Acting Mayor Patrick Keefe called substance abuse “perhaps the greatest challenge our nation faces today. We pray for those who lost the battle and each recovery represents an inspiration to others. It could happen to any of us and it falls on all of us to offer care and comfort with faith and love for all our friends and neighbors.”

“It’s a very challenging and serious problem,” Police Chief David Callahan agrees. “It’s something we deal with every day and affects like us like every other community. Addiction is a disease that affects everyone. No family is untouched by it.”

Based on who attended the vigil many families are affected. Janessa Huckaby spoke about her late husband John. Debbie Hanscom attended in honor of her late son Joseph. Mike Vacchio read the poem Break the Stigma taken off overdoseawareness.com. He is in recovery and lost a brother to substance abuse. A friend, Derek Burns, is also in recovery and also lost a brother to addiction. “Never forget,” Burns said.

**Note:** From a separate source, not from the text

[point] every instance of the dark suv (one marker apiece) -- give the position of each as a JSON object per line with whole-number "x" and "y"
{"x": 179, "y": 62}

Revere and Winthrop State Representative Jeff Turco, whose district includes the park, also attended. He lost three siblings to substance abuse, two as recently as 2020. “This is personal for me, not just politics,” he said. “It’s a terrible disease and has to be dealt with at many levels.”

Revere/Winthrop/Chelsea/Boston State Senator Lydia Edwards also attended. “It’s important we remember all the people we lost,” she said.

She reported there have been increases in aid to hospitals and “deep conversations” about safe use sites.

Health Department social worker Nicole Palermo believes vigils can “bring the community together in ending stigmas about drug abuse.”

Unfortunately, after 17 years of effort and vigils, 14 on Revere Beach and the last 3 at Remembrance Park, trends in substance abuse are moving in the wrong direction. “It’s growing due to a poisoned drug supply,” SUDHI Harm Reduction Specialist Chris Alba admits.

Salemme reported a 30-40% increase in fatalities due to fentanyl in drugs. “Oxycodone and oxycontin were said to be non-addictive, but they were,” she said. “When the supply decreased, people in pain turned to street drugs.

Later COVID took a toll on mental health. “Mental health and substance abuse go hand in hand,” Palermo said. “People were looking for a way to cope and some turned to substance abuse.”

“Fentanyl is in every drug,” Callahan elaborated. “When the supply of oxycodone and oxycontin dried up, people turned to heroin. Now everything is fentanyl. It’s in compressed pills and, they’re made so well, some pharmacists have trouble telling the difference between a normal pill and a clandestine tablet.”

He feels “we’re not going to arrest our way out of this. There has to be education and outreach. It’ll take a long time. We collaborate with other police departments. The dealers and users have a network. That’s why there’s a law enforcement network.”